Wie gut dann aber der Fit in Texas wäre, ist fraglich. Schon in Oklahoma City hatte Anthony große Schwierigkeiten, als seine Touches weniger wurden und der einstige Elite-Scorer nur noch ein Spotup-Shooter war. Von 24 Spielern mit mindestens 1168 Wurfversuchen war Melo in Sachen Effizienz Letzter. Über seine Defense wurde obendrein genug berichtet, er kann einfach keinen Spieler mehr vor sich halten, egal ob Guard oder Forward.

Dennoch scheint Coach D'Antoni nicht von der Idee mit Melo abgeneigt zu sein, auch wenn die Beziehung mit dem einstigen Superstar gelinde gesagt holprig war. MDA würde Melo gerne als scorenden Power Forward von der Bank kommend sehen, auch soll Anthony nicht abgeneigt sein. Es ist schon lustig, denn letztes Jahr wollte Melo weiter starten und in New York unter D'Antoni weigerte er sich als Vierer aufzulaufen.

Depth Chart der Houston Rockets

Point GuardShooting GuardSmall ForwardPower ForwardCenter
Chris PaulJames HardenGerald GreenP.J. TuckerClint Capela (RFA)
M. Carter-WilliamsEric GordonJames EnnisRyan AndersonNene Hilario
Zhou QiChinanu Onuaku

Harden und Paul verschlingen jede Menge Geld

Den Rockets steht also noch jede Menge Arbeit ins Haus, zu viele Fragezeichen schweben noch rund um das Toyota Center. Es ist der Preis des vergangenen Sommers, als man durch den Trade für Chris Paul All-in gegangen war und in der Folge die beste Regular Season der Franchise-Geschichte spielte und die Dubs bis ans Limit pushte.

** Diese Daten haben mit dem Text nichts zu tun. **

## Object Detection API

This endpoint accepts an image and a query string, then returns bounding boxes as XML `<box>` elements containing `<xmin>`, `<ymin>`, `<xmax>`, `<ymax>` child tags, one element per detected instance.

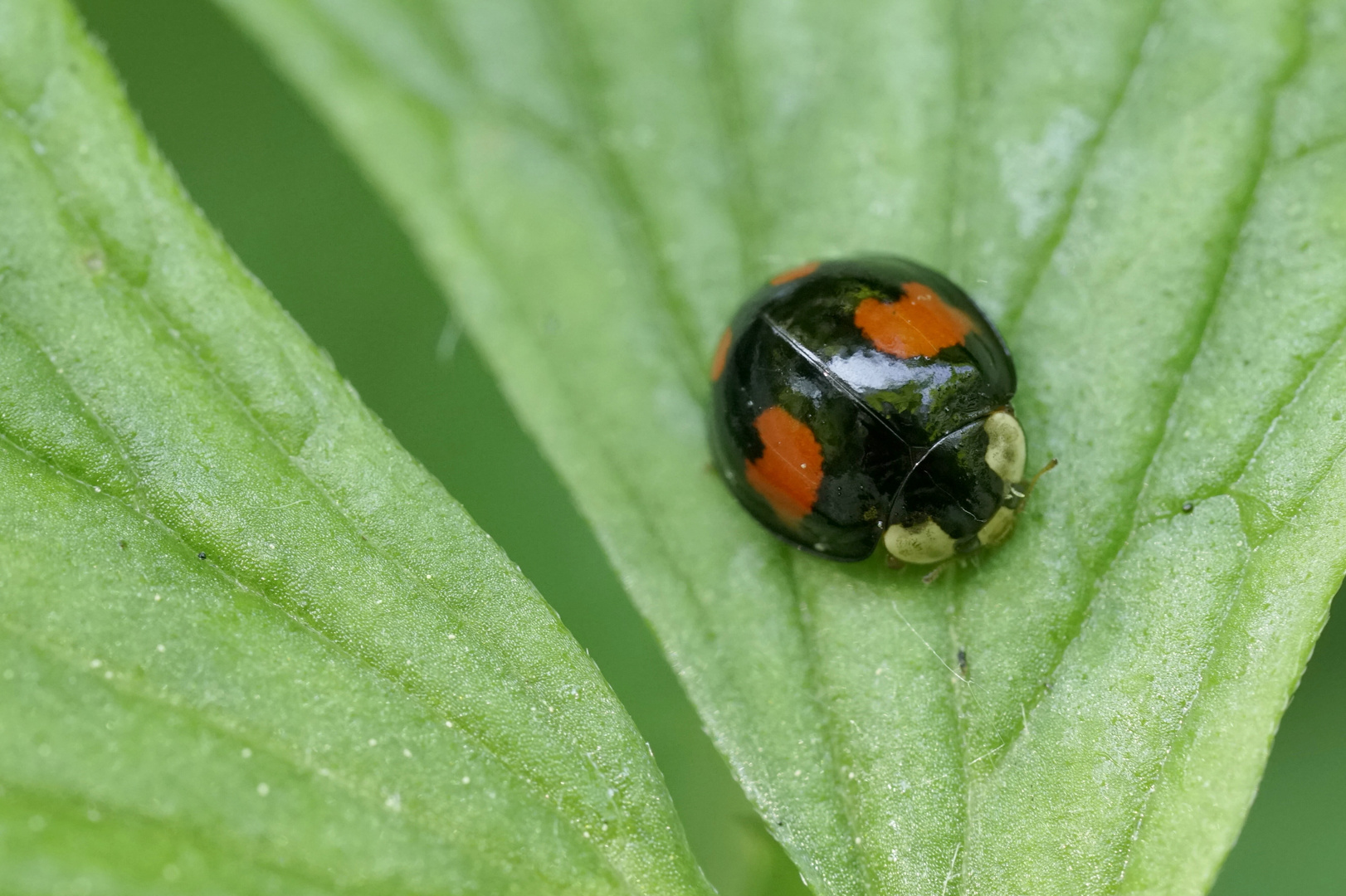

Die beiden Stars im Backcourt sind nun beide mit neuen Maximalverträgen ausgestattet und werden in der Saison 2021/22 zusammen 88 Millionen Dollar kassieren (Cap Prediction für diese Spielzeit: 121,8 Mio.), CP3 ist dann fast 37 Jahre alt. Der Traum vom Titel lebt dennoch weiter im Lone Star State, nur scheint der Abstand zu den Warriors wieder größer geworden zu sein - trotz der Verlängerung von Paul.

Es lässt sich leicht sagen, dass dies - mit den Abgängen wichtiger Rollenspieler - die Rockets zu einem der großen Verlierer der Offseason macht. Ein Teil ihrer DNA ist flöten gegangen, ein Umstand, der zumindest in Teilen zu vermeiden gewesen wäre. Doch wie Morey bereits ankündigte, wird es weitere Veränderungen geben, ob im Sommer, zur Trade Deadline oder erst im März auf dem Buyout-Markt.

Bis dahin leben die Rockets in ihrer eigenen Blase: nicht gut genug für die Warriors, aber wohl besser als der Rest der ambitionierten Teams im Westen.